Y ¿cuáles son los costes sociales de tener a todos los ciudadanos condicionados para que pasen gran parte de su vida, en vez de concentrados y abstraídos, con la conciencia fragmentada y sometidos a interrupciones constantes? En ese sentido, nuestra vida se ha convertido en todo lo contrario de las que cultivaban los monjes, tanto los de Oriente como los de Occidente, cuyo objetivo era precisamente recoger los frutos de una atención profunda y concentrada. Qué irónico resulta que esa lamentable dispersión mental no proceda de una falta de empuje por nuestra parte, sino de los imperativos de un tipo en particular de empresa comercial que la mayor parte del tiempo ni siquiera resulta especialmente rentable. El resto del sector privado podría tener tantos motivos de queja como el individuo y la sociedad. Sin duda, sería estremecedor calcular el precio macroeconómico de todo ese tiempo que dedicamos a los comerciantes de atención, aunque sea para alertarnos sobre la rémora que supone sobre nuestro propio índice de productividad, que es la medida en virtud de la cual sopesan los economistas todos nuestros actos.

En el fondo, lo reconozcamos o no, los comerciantes de atención han llegado a desempeñar un papel importante a la hora de marcar el rumbo de nuestra vida y, en consecuencia, el futuro de la raza humana, dado que ese futuro no será más que la suma de nuestros estados mentales individuales. ¿Suena exagerado?
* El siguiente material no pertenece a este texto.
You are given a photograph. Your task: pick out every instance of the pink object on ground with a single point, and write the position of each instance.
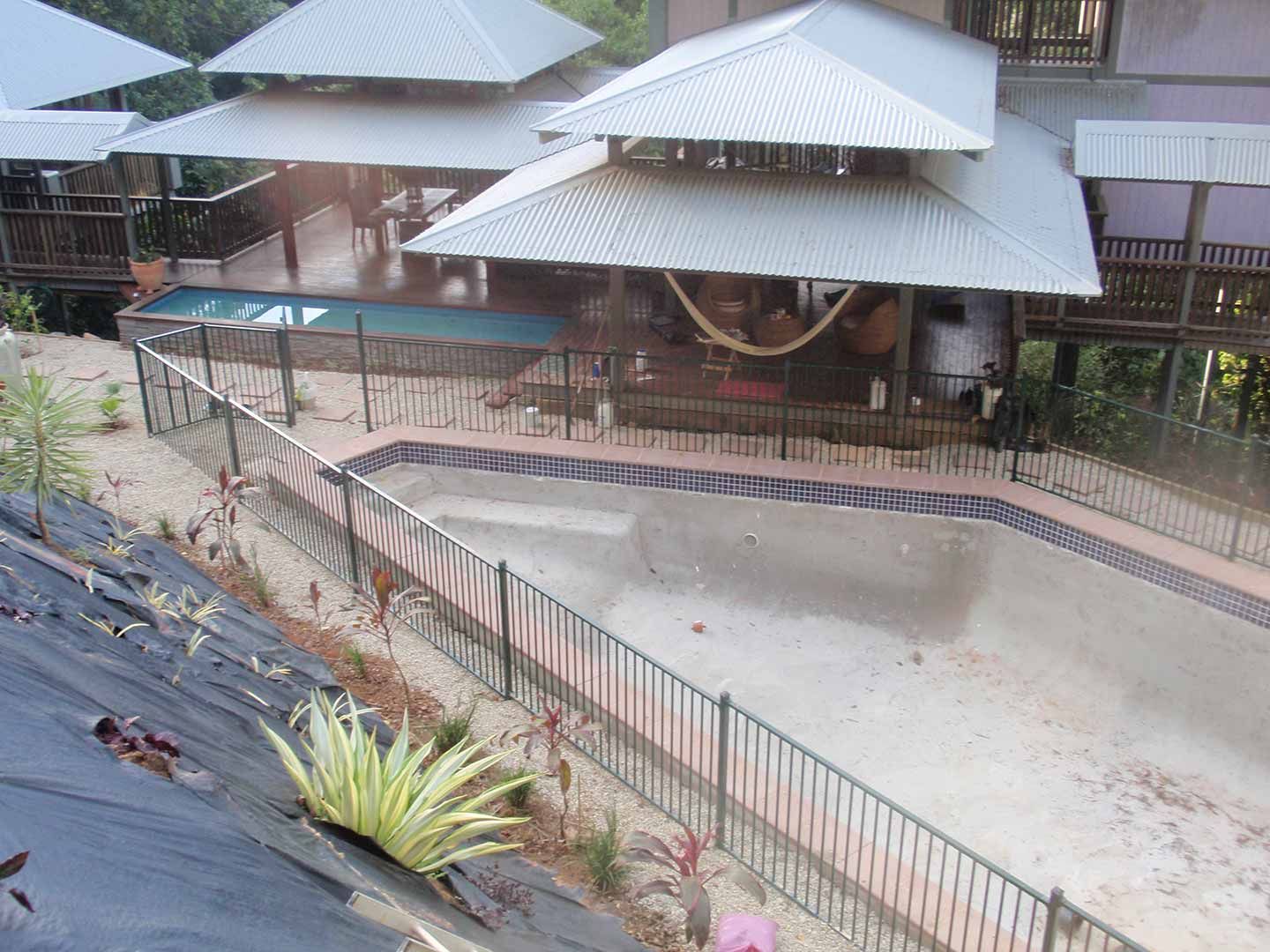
(746, 933)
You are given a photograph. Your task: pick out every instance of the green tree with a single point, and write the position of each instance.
(623, 25)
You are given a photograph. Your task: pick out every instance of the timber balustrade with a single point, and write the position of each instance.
(83, 235)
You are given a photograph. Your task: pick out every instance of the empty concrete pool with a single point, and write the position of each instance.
(1073, 724)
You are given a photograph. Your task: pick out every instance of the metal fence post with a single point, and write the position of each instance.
(361, 363)
(207, 355)
(785, 413)
(1246, 478)
(721, 766)
(1052, 909)
(1018, 403)
(346, 480)
(504, 623)
(288, 383)
(568, 398)
(231, 437)
(141, 386)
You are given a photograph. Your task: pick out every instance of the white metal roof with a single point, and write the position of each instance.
(834, 72)
(48, 56)
(354, 130)
(1217, 152)
(461, 41)
(1013, 221)
(61, 136)
(1056, 104)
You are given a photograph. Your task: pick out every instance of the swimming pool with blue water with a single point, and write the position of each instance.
(337, 314)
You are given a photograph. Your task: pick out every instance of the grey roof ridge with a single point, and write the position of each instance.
(1000, 230)
(155, 127)
(179, 63)
(257, 34)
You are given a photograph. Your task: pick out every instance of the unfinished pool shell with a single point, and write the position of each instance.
(1074, 725)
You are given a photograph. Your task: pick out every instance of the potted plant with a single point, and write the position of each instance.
(147, 270)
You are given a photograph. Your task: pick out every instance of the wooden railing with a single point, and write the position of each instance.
(1143, 282)
(83, 235)
(1048, 32)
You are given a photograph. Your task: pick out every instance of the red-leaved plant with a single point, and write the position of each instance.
(551, 729)
(221, 512)
(686, 882)
(383, 611)
(11, 867)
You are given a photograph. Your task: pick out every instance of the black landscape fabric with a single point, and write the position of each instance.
(221, 856)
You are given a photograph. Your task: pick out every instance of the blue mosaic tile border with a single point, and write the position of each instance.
(895, 501)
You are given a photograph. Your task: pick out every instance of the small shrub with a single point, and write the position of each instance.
(259, 582)
(452, 730)
(38, 429)
(415, 814)
(601, 852)
(354, 655)
(684, 880)
(517, 799)
(112, 405)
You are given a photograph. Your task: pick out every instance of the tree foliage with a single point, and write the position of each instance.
(623, 25)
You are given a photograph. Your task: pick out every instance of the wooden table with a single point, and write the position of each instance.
(400, 210)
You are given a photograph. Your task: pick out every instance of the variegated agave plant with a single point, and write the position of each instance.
(415, 813)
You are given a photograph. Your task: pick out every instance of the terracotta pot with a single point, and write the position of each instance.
(149, 276)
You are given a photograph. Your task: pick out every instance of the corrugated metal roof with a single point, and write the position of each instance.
(1218, 152)
(1056, 104)
(61, 136)
(834, 72)
(355, 130)
(1011, 222)
(460, 41)
(49, 56)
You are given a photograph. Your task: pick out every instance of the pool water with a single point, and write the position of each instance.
(335, 314)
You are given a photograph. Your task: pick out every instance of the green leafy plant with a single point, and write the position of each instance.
(221, 514)
(383, 611)
(453, 729)
(415, 813)
(112, 405)
(601, 853)
(40, 429)
(684, 881)
(18, 310)
(354, 655)
(259, 582)
(517, 799)
(550, 729)
(11, 867)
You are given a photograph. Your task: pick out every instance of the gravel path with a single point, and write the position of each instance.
(164, 484)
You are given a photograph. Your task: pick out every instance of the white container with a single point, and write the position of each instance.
(11, 357)
(877, 394)
(989, 403)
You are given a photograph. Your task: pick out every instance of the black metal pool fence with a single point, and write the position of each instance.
(846, 853)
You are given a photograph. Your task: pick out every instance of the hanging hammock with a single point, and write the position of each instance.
(730, 342)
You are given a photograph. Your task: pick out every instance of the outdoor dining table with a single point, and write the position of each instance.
(400, 208)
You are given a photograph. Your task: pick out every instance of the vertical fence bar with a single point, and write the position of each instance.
(721, 764)
(231, 437)
(361, 363)
(568, 398)
(504, 623)
(346, 485)
(144, 389)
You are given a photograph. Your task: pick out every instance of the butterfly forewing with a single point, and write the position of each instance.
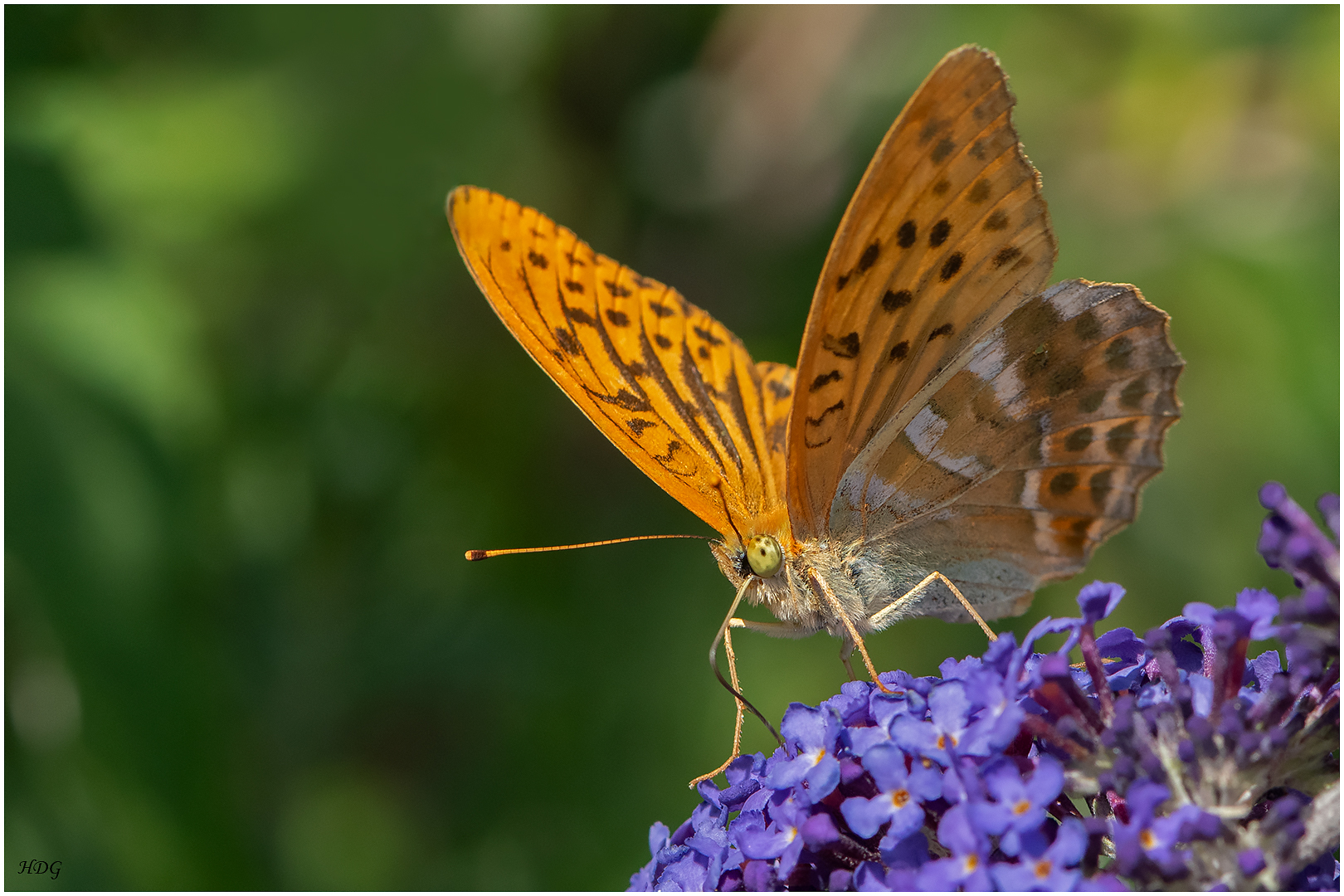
(668, 384)
(945, 236)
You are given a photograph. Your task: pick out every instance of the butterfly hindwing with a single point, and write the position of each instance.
(1031, 455)
(945, 236)
(668, 384)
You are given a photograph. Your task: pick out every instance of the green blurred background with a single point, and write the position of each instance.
(256, 409)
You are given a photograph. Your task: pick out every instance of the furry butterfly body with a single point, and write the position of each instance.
(945, 416)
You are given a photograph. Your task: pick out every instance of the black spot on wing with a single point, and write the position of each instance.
(951, 268)
(1118, 438)
(622, 399)
(1064, 483)
(938, 236)
(906, 236)
(1099, 486)
(566, 342)
(816, 421)
(869, 257)
(845, 345)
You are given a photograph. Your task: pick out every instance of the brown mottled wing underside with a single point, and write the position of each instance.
(945, 236)
(672, 388)
(1032, 453)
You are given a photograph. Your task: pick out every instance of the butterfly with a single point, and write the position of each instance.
(953, 434)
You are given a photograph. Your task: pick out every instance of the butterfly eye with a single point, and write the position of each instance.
(763, 555)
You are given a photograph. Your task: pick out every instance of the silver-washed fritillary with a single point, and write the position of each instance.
(951, 425)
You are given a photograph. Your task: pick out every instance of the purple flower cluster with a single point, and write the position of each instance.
(1171, 761)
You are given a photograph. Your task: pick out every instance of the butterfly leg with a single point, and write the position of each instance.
(845, 652)
(903, 601)
(821, 587)
(732, 622)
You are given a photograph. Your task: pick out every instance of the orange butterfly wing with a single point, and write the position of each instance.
(668, 384)
(945, 236)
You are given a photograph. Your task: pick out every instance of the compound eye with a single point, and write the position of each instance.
(763, 555)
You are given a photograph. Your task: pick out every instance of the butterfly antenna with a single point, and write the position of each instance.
(483, 555)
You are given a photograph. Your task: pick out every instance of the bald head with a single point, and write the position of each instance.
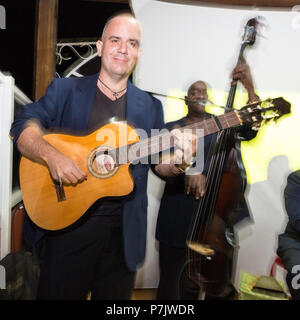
(121, 15)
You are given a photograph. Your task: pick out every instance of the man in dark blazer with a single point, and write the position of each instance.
(102, 254)
(180, 199)
(289, 241)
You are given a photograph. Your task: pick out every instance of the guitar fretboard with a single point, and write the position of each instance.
(165, 140)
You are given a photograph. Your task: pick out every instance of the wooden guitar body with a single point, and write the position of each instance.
(55, 207)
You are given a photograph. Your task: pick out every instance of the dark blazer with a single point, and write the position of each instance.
(67, 105)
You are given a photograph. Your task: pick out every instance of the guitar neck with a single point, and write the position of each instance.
(165, 140)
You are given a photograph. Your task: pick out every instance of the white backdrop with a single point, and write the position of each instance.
(187, 42)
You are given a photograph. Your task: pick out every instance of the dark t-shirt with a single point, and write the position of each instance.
(103, 110)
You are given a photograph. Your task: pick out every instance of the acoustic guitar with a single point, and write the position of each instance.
(106, 155)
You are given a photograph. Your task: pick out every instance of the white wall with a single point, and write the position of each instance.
(187, 42)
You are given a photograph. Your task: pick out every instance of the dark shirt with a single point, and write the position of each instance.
(104, 109)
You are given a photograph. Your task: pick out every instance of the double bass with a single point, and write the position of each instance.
(210, 241)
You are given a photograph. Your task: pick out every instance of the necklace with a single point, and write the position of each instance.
(115, 93)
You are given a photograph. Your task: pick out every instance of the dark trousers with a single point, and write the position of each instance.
(174, 283)
(88, 258)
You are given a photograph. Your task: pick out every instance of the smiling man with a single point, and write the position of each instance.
(102, 253)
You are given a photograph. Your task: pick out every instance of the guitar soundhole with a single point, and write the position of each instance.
(101, 162)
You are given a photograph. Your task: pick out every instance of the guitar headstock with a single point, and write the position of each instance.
(251, 30)
(263, 111)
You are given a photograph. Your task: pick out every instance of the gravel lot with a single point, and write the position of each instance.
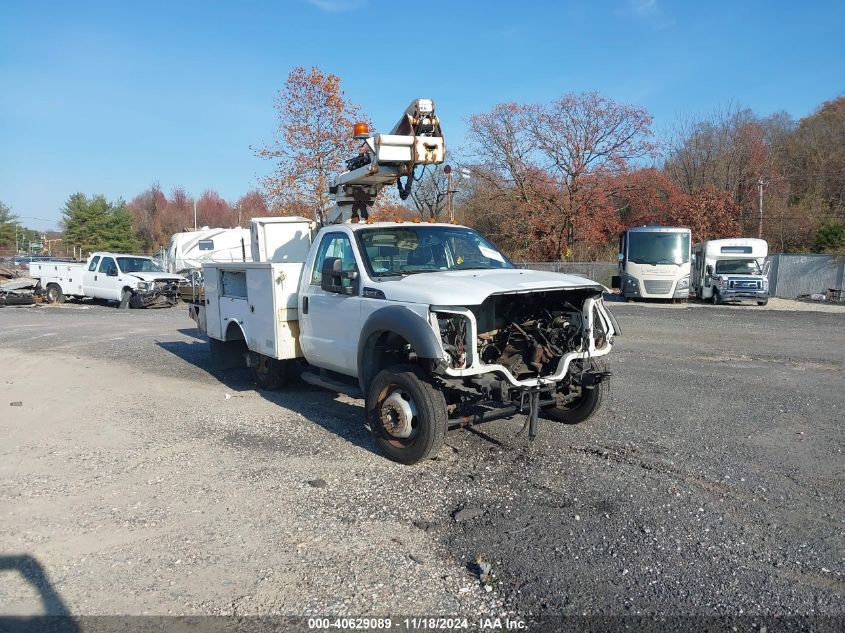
(712, 482)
Fue William James, la fuente del pragmatismo estadounidense —que vivió y murió antes del florecimiento de la industria de la atención—, quien sostuvo que en última instancia nuestra experiencia vital equivaldría a aquello a lo que hubiéramos prestado atención. Por lo tanto, lo que está en juego es algo similar a nuestra forma de vivir la vida. Eso debería bastar para que analicemos con más detalle los innumerables acuerdos que suscribimos habitualmente y, lo que es aún más importante, para que tengamos en cuenta que en ciertas ocasiones nos conviene mantenernos completamente al margen. Si deseamos un futuro que evite la esclavitud del estado propagandístico, así como la narcosis de la cultura del consumo y del famoseo, primero tenemos que reconocer que nuestra atención es valiosa y decidir no desprendernos de ella a un coste tan bajo o de una manera tan irreflexiva como tantas veces hemos hecho. Y luego debemos actuar, a nivel tanto individual como colectivo, para volver a ser dueños de nuestra atención y recuperar, así, la titularidad de la mismísima experiencia de vivir.

(1) Los cortacables (del inglés ‘cord-cutters’) son los usuarios que dejan de pagar su suscripción a la televisión por cable y empiezan a consumir contenidos en Internet.